The problem with the attempted code, as discussed, is that there is one capture group matching repeatedly so in the end only the last match can be kept.
Instead, instruct the regex to match (and capture) all pattern instances in the string, what can be done in any regex implementation (language). So come up with the regex pattern for this.
The defining property of the shown sample data is that the patterns of interest are separated by commas so we can match anything-but-a-comma, using a negated character class
[^,]+
and match (capture) globally, to get all matches in the string.
If your pattern need be more restrictive then adjust the exclusion list.
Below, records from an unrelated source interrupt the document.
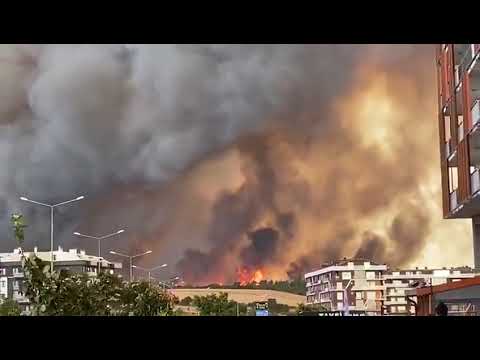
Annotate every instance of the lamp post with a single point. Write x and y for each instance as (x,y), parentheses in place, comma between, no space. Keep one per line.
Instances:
(149,271)
(51,219)
(131,257)
(99,238)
For example, to capture words separated by any of the listed punctuation
[^,.!-]+
This extracts all words from hi,there-again!
, without the punctuation. (The -
itself should be given first or last in a character class, unless it's used in a range like a-z
or 0-9
.)
In Python
import re
string = "HELLO,THERE,WORLD"
pattern = r"([^,]+)"
matches = re.findall(pattern,string)
print(matches)
In Perl (and many other compatible systems)
use warnings;
use strict;
use feature 'say';
my $string = 'HELLO,THERE,WORLD';
my @matches = $string =~ /([^,]+)/g;
say "@matches";
(In this specific example the capturing ()
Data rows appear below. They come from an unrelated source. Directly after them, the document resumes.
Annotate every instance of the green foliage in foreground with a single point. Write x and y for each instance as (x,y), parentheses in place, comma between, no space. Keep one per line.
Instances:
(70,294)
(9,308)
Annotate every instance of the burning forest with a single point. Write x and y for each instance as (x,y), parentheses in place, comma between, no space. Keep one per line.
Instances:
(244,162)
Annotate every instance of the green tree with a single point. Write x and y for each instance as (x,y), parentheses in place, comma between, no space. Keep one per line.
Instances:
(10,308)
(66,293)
in fact aren't needed since we collect everything that is matched. But they don't hurt and in general they are needed.)
The approach above works as it stands for other patterns as well, including the one attempted in the question (as long as you remove the anchors which make it too specific). The most common one is to capture all words (usually meaning [a-zA-Z0-9_]
), with the pattern \w+
. Or, as in the question, get only the substrings of upper-case ascii letters[A-Z]+
.